MMDetection系列 | 5. MMDetection运行配置介绍

简介: MMDetection系列 | 5. MMDetection运行配置介绍

1. 优化器配置


optimizer = dict(type='SGD', lr=0.02, momentum=0.9, weight_decay=0.0001)
optimizer_config = dict(grad_clip=None)


  • 使用梯度剪辑来稳定训练
optimizer_config = dict(
    _delete_=True, grad_clip=dict(max_norm=35, norm_type=2))


其中,_delete_=True将用新键替换backbone字段中的所有旧键


2. 学习率配置


lr_config = dict(
    policy='step',
    warmup='linear',
    warmup_iters=500,
    warmup_ratio=0.001,
    step=[8, 11])       # 表示初始学习率在第8和11个epoch衰减10倍


还有其他的配置方案:


  • Poly schedule
lr_config = dict(policy='poly', power=0.9, min_lr=1e-4, by_epoch=False)
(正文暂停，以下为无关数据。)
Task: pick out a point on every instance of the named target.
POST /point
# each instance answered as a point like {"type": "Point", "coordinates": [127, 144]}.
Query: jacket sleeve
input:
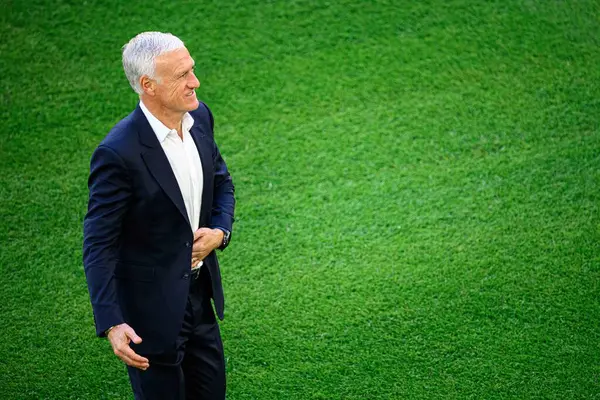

  • ConsineAnnealing schedule
lr_config = dict(
    policy='CosineAnnealing',
    warmup='linear',
    warmup_iters=1000,
    warmup_ratio=1.0 / 10,
    min_lr_ratio=1e-5)


  • 使用动量调度加速模型收敛

支持动量调度器根据学习率修改模型的动量,这可以使模型以更快的方式收敛。Momentum 调度器通常与 LR 调度器一起使用


lr_config = dict(
    policy='cyclic',
    target_ratio=(10, 1e-4),
    cyclic_times=1,
    step_ratio_up=0.4,
)
momentum_config = dict(
    policy='cyclic',
    target_ratio=(0.85 / 0.95, 1),
    cyclic_times=1,
    step_ratio_up=0.4,
)


3. 工作流程配置


工作流是 (phase, epochs) 的列表,用于指定运行顺序和时期。默认情况下,它设置为:


workflow = [('train', 1)]


这意味着运行 1 个 epoch 进行训练。有时用户可能想要检查验证集上模型的一些指标(例如损失、准确性)。在这种情况下,我们可以将工作流设置为


[('train', 1), ('val', 1)]


这样 1 个 epoch 的训练和 1 个 epoch 的验证将被迭代运行。而验证集的损失同样会被计算出来。如果想先进行验证,再进行训练,还可以设置如下:


[('val', 1), ('train', n)]


这样设置表示先对验证集进行验证与损失计算,再进行n个epoch的计算。


4. 检查点配置


checkpoint_config = dict(interval=20)          # 20个epoch保存一次权重


参数说明见:https://mmcv.readthedocs.io/en/latest/api.html#mmcv.runner.CheckpointHook


CLASSmmcv.runner.CheckpointHook(interval: int = - 1, by_epoch: bool = True, save_optimizer: bool = True, out_dir: Optional[str] = None, max_keep_ckpts: int = - 1, save_last: bool = True, sync_buffer: bool = False, file_client_args: Optional[dict] = None, **kwargs)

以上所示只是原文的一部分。